It has always been the case that students engage in political debate, but probably less so those in their A level years. I certainly remember in my A level years being completely agnostic towards politics – even though one of my predecessors at school was Sir William Beveridge, the father of the welfare state and in whose memory a political debating society had been established. But since we as politicians are, in the broadest sense, minding the shop for the next generation, it seems only right that we do what we can to engage the next generation in taking an interest.
That is why, three years ago, working with the ContinU Trust, we set up the Wyre Forest debating competition. Held between 8 schools – 6 from Wyre Forest, Kidderminster College and one school from outside the district – we set the overall topics and hold a series of heats, with a final, all held in one session.

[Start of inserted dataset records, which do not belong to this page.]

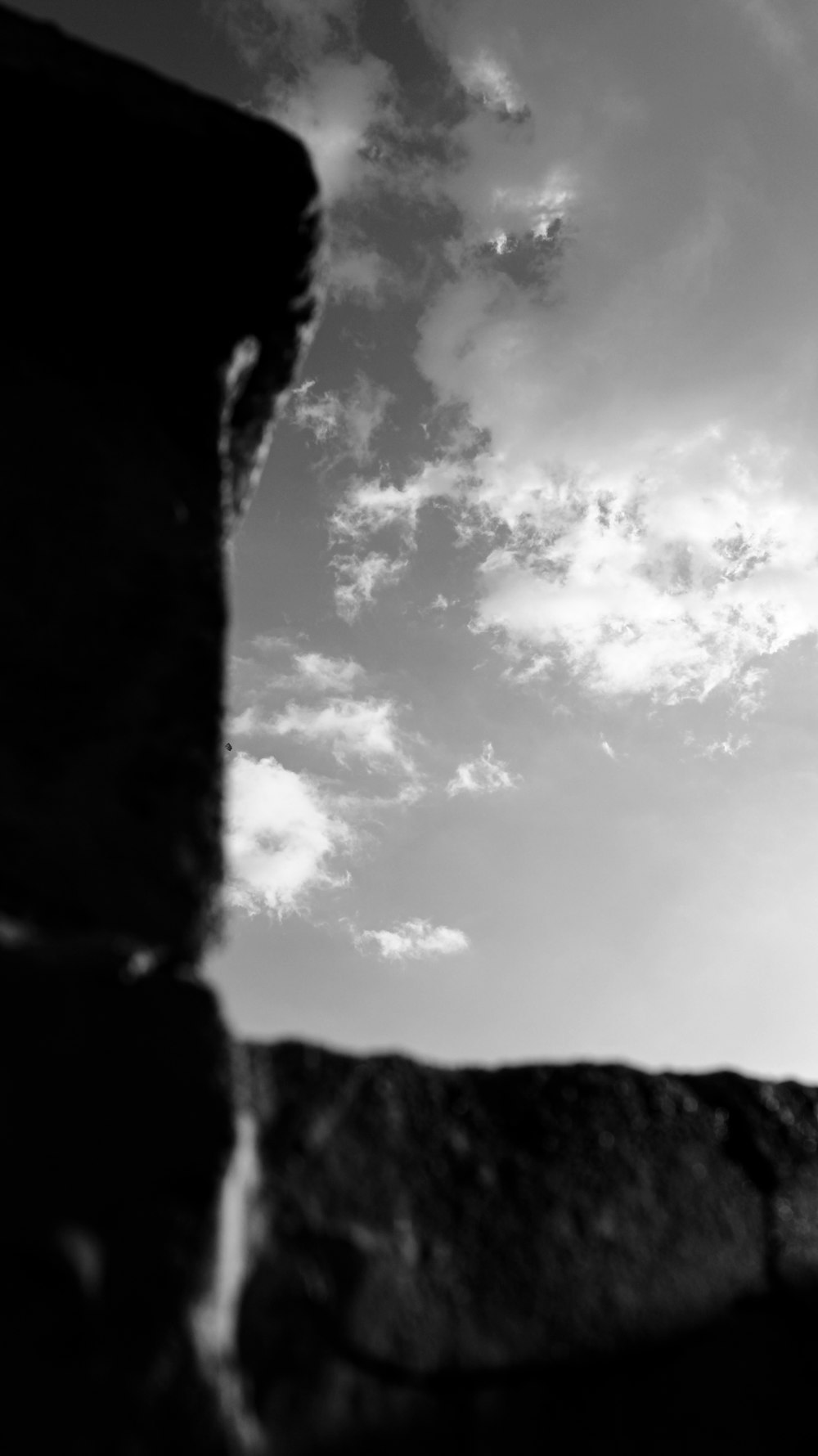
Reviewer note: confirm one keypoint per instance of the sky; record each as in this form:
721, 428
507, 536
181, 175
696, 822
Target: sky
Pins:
523, 676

The quality has increased steadily over the three years and I was expecting a good afternoon debating the various merits, or otherwise, of free trade (a subject that will become increasingly important as we leave the EU). Yet even with my position of greater expectations, I was amazed by just how involved and read-up the debaters were.

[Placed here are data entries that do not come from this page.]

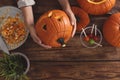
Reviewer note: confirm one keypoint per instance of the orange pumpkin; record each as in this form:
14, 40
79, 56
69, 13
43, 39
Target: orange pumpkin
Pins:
82, 18
97, 7
54, 28
111, 30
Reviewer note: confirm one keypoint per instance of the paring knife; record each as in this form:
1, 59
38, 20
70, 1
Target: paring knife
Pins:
3, 45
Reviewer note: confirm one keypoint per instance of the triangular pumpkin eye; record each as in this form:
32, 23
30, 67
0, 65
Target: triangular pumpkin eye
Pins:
44, 27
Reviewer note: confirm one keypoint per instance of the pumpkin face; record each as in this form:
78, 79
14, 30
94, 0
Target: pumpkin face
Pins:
54, 28
81, 17
97, 7
111, 30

The participants were debating issues from free trade harming the environment, through multinational corporations being the beneficiaries of free trade over the wider populations to free trade spreading prosperity. These subjects were well researched and thought through, with a lot of useful data and arguments.
However, in amongst all the good stuff, there did occasionally slip through the odd bit of fake news. It certainly wasn’t an overwhelming amount, but every now and then there was a fact that was just plain wrong. I certainly wouldn’t expect every 17-year-old to be able to tell the difference between a true fact and a fake fact, but whilst listening to the points being made, it struck me that arguments based on wrong information can lead to the wrong outcomes. As an MP, we see in our mail bags a huge number of conclusions drawn from wrong data and fake news.
Despite that, all who participated worked hard with the data they had, and performed incredibly well. It was very difficult to choose the winner, but Baxter College pulled ahead. But listening to the next generation talking about current affairs, I never fail to be optimistic for the future.